A Soft Dual-Processor System with a Partially Run-Time Reconfigurable Shared 128-Bit SIMD Engine

Jose Raul Garcia Ordaz and Dirk Koch
School of Computer Science
The University of Manchester, United Kingdom
{raul.garcia, dirk.koch}@manchester.ac.uk

Abstract—In this work, we present a soft dual-processor system that, as a distinctive feature, seamlessly integrates a partially run-time reconfigurable 128-bit SIMD engine. Importantly, the SIMD engine is tightly coupled to both scalar CPUs and it is shared amongst them with the purpose of drastically improving overall area utilization. We show that the proposed SIMD engine increases performance-per-area and that it can be used to substantially accelerate time consuming kernels for a set of media applications.

I. INTRODUCTION

Embedded systems are often required to deliver high performance for a wide range of applications, to operate with relatively small energy budgets, and to be very cost efficient. In order to meet these stringent requirements, three types of architectures are commonly used to build embedded systems: (1) Multi-processor architectures, which have been proven to boost performance by exploiting program-level parallelism or task-level parallelism. (2) Vector architectures, which exploit data-level parallelism in applications to deliver better performance-per-area. (3) Adaptive architectures, which are based on reconfigurable devices and which can be tuned at run-time to enhance the performance of a running application.

Commonly, existing embedded systems only use one or two of the approaches described above. In contrast, in this article we present a novel system, targeting the embedded domain, that integrates (1) the multi-processor, (2) the SIMD, and (3) the adaptive approach to achieve high performance and increased performance-per-area efficiency.

The architecture proposed in this article consists of a soft dual-processor system augmented with a partially run-time reconfigurable (PRR) 128-bit SIMD engine. This PRR 128-bit SIMD engine can be split into 2, 4, 8, or 16 lanes according to the requirements at hand. The SIMD engine is integrated into the dual-processor system in such a way that programmability overhead is kept at a minimum as the PRR-related mechanism would be hidden to the software developer. Moreover, only a small set of special instructions would be required to invoke SIMD operations at run-time (see Section III).

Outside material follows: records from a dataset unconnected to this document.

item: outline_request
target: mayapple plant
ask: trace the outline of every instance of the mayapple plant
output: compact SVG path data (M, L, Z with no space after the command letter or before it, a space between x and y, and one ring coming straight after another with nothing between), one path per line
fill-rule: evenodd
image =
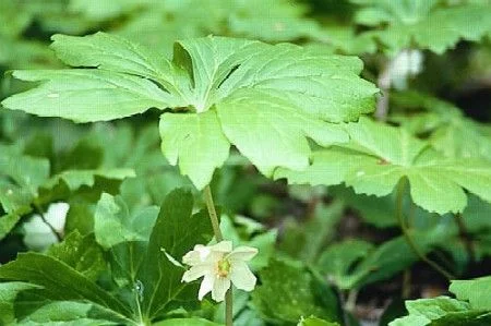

Instead of implementing a costly SIMD engine per each system CPU, the proposed system implements a SIMD engine which is shared amongst both CPUs. This is achieved by putting in place a resource sharing infrastructure that allows the CPUs to time-share the reconfigurable SIMD unit. With this, the overlap of compute and I/O bursts in time can be leveraged. While standard operations such as arithmetic or boolean operations can be executed by the SIMD engine, custom SIMD instructions can also be integrated at run-time to accelerate time-consuming kernels for media applications (see Section V).

The contributions of this article are as follows: we reveal in detail the microarchitecture of an adaptable soft multi-processor system featuring a partially run-time reconfigurable shared 128-bit SIMD engine. Furthermore, we describe the design flow used to implement the static and the dynamic subsystems comprising our design. Moreover, we demonstrate that our system is more performance and area-efficient than a baseline soft dual-processor system.

The remainder of this article is organized as follows: in Section II we present related work, in Section III, we describe the architecture of our proposed design. In Section IV, we elaborate on the implementation details of the system, includ-
In order to deliver the high performance demanded by applications from compute-intensive domains such as the media domain, hardened general-purpose processors have been augmented with vector extensions. For example, ARM incorporated this by introducing the NEON engine, a 128-bit SIMD execution unit mainly targeted to accelerate media applications [1]. The NEON engine has its own register file and can move data to/from the scalar ARM CPU. The NEON engine is often found in ARM multi-processor systems such as the Cortex-A9 MPCore [2] system. A similar system is presented by Lee et al. in [3]. It is a dual-processor RISC-V system with a vector accelerator targeted for ASIC implementation called Hwacha. That vector accelerator is organized in execution banks. Hwacha breaks each vector instruction into micro-ops which are executed on its corresponding bank.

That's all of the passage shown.